Hayatı boyunca emredilme güdüsünden kişiliği oturmamış bir insanın liderliğe yükseltilmesi, o kişinin ikinci veya üçüncü şahısların yönlendirmeleri olmadan karar alabilmesini imkânsız kılar. Bu sebeple Kemal, gıpta edilebilecek itaatkâr bir askerdir.

Tartışmasız bir emir eri olan Kemal’in gerek kurultaydaki görüşleri, gerek Türk milletini açıkça aptal sanabilecek fütursuzluktaki taahhütleri, gerek yaşadığı kimlik kargaşası, gerekse kararsızlığını kanıtlayan ani dönüşümleri hakkında söylenebilecek veya tartışılabilecek hiçbir şey olamayacağını ortaya koyduğundan muhatap alınmasını gereksiz görüyorum.

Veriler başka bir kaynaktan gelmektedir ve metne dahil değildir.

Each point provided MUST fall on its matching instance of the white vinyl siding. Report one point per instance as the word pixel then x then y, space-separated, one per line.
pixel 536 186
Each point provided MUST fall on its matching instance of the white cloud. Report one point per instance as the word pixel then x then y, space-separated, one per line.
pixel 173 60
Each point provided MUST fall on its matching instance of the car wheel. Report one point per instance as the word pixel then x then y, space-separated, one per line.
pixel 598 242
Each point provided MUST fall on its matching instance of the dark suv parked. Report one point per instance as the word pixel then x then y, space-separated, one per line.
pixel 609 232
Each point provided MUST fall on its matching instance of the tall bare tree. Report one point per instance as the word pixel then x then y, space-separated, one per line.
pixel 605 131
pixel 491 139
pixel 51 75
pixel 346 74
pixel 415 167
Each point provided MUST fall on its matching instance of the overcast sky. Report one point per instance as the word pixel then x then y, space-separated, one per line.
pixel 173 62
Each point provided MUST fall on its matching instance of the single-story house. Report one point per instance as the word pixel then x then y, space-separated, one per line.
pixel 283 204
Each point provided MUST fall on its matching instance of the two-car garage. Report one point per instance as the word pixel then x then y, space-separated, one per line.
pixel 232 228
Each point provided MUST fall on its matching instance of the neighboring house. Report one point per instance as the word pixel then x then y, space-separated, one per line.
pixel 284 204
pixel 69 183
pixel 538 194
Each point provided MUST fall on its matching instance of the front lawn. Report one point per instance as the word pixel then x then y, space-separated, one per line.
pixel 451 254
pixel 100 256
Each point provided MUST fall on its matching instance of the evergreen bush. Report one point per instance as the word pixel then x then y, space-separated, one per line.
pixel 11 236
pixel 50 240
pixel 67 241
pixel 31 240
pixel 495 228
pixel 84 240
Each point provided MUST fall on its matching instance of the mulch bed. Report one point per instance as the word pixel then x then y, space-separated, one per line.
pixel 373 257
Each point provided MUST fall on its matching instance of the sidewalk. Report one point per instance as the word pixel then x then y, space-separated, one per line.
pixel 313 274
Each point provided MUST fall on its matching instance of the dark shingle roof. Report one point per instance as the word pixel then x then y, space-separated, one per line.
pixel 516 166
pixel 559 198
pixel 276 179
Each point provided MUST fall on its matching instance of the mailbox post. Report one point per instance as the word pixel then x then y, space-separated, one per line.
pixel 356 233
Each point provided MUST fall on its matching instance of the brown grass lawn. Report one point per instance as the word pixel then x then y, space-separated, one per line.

Çünkü hiçbir yetkisi olmayan bir piyonu taraf almaktansa, patronu ETÖ veya Önder Sav muhatap kabul edilmelidir.

Ergenekon Terör Örgütünün milletimizi yok etmek isteyen geçmişteki haçlı birlikteliği benzeri haçlı bir organizasyon olduğu gerçeği hafıza ve duygularda sıcak tutulduğu müddetçe, yeni imajı CHP’nin de ne verip ne götüreceği anlaşılacaktır.

CHP=ETÖ

İnsanlar hayvan değil ki fukaralık politikalarıyla kandırılabilineceği düşünülüyor.

“Eğer öküzlerle domuzlar konuşabilseydi, yemden başka şey düşünenlerle alay ederlerdi. “ Epiktetos

1 yorum:

Unknown dedi ki...

Sizin bir yazar degil, ortaliği kariştiran şeytan dan bir farkiniz yok.... chp yada kiliçdaroğlu sanirim sizin caninizi çok açitmişki bu kadar kin ve öfkeyle yazmişsiniz... hiç kimse , başka bir kimseden bu kadar nefret edemez... siz ettiğinize göre gerçekten caniniz yanmiş...ama yinede müslümanim diye geçinen bir insana bu çirkin sözler yakismiyor...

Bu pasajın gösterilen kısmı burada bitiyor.